The prize was awarded to Gander for his 2018 collection of poems, “Be With” (New Directions). The collection met with strong critical praise when it was first released, but Gander says the thought of his book winning a Pulitzer was never something he’d considered.
“I have yet to fully grasp what that means for me to have won it,” he says with a smile. “But it’s certainly nice to have been chosen. Where it’s going to take me, and what new opportunities come along because of it, we’ll just have to wait and see.”
Born in Barstow, Gander was raised in Virginia, the son of a fifth grade teacher (his mother Ruth Gander), who, as mentioned, loved to share her lifelong affection for poetry.
“I was quite taken with it,” he says, of his mother’s readings of Poe and Sandburg. “I started writing early on, and I mostly read older poetry. It wasn’t until my freshman year at the College of William and Mary, that I started reading newer poetry. I had a professor there, David Jenkins, who I showed my work to, thinking I was a hotshot poet. And I remember his looking at a few poems, then sadly looking up at me and saying, ‘Forrest, these are terrible.’ That was a really important moment, because it was only then that I started really reading contemporary poetry avidly, trying to find out what I was doing, to find out who I was in conversation with.”
Recognizing that for some writers, that moment would have marked the end of their drive to write poetry at all, Gander says Jenkins’ critique never made him consider ending his writerly pursuits, but did motivate him to work harder at becoming a poet.

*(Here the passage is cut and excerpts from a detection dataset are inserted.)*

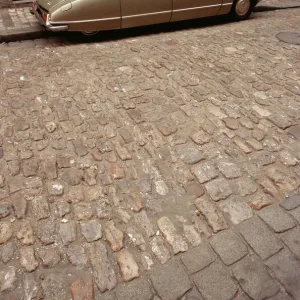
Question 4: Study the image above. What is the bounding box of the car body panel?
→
[121,0,172,28]
[171,0,222,22]
[32,0,260,32]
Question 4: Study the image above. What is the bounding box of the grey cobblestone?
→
[233,256,279,300]
[258,206,296,232]
[0,0,300,300]
[181,245,216,274]
[193,262,237,300]
[281,228,300,257]
[239,217,282,259]
[150,261,192,300]
[210,230,248,265]
[266,250,300,300]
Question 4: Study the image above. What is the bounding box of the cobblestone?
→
[181,245,216,274]
[282,228,300,257]
[0,0,300,300]
[240,217,282,259]
[194,262,237,300]
[259,206,296,232]
[150,261,192,300]
[233,256,279,300]
[266,250,300,300]
[210,230,248,265]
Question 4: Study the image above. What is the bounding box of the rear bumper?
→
[30,7,69,32]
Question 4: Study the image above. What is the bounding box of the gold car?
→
[32,0,260,34]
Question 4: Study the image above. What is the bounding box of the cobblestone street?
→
[0,4,300,300]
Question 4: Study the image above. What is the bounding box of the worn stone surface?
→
[89,242,117,292]
[150,261,192,300]
[67,244,88,268]
[115,279,153,300]
[280,195,300,210]
[0,4,300,300]
[195,196,227,232]
[210,230,248,265]
[281,228,300,258]
[151,236,171,264]
[266,250,300,300]
[0,266,17,292]
[116,249,139,282]
[70,279,95,300]
[104,221,124,252]
[192,163,218,183]
[193,262,237,300]
[181,245,216,273]
[157,217,188,254]
[59,221,77,245]
[17,221,35,245]
[233,256,279,300]
[205,179,232,201]
[0,222,13,244]
[80,220,102,242]
[220,199,253,224]
[20,246,39,272]
[42,273,69,300]
[239,217,282,259]
[38,246,61,268]
[259,205,296,232]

“I’ve found that for the things you care about the most, you should want your friends, and those close to you, to be critical, as critical and truthful as possible, because you care about that thing,” he says. “You should be serious about the things you are most serious about, and that means taking it seriously when someone points out a flaw of some kind in what you are doing.”
Even so, at William & Mary, Gander’s primary academic pursuit was geology.
“It would have been a responsible job, being a geologist, a way to be what we used to call ‘the man of the family,’” he notes, adding that he actually interviewed for some geology positions shortly after earning his first degree. Those plans were thrown a curve, however, when he was diagnosed with Stage 3 Melanoma. “It was a close one,” he acknowledges, “and now I have a grapefruit-sized scar on my back. I lost some lymph nodes. But I was in the hospital during that time, thinking, ‘What if I don’t have a very long life? What do I most want to be doing with what time I might have left?’ And the answer was very clearly writing.”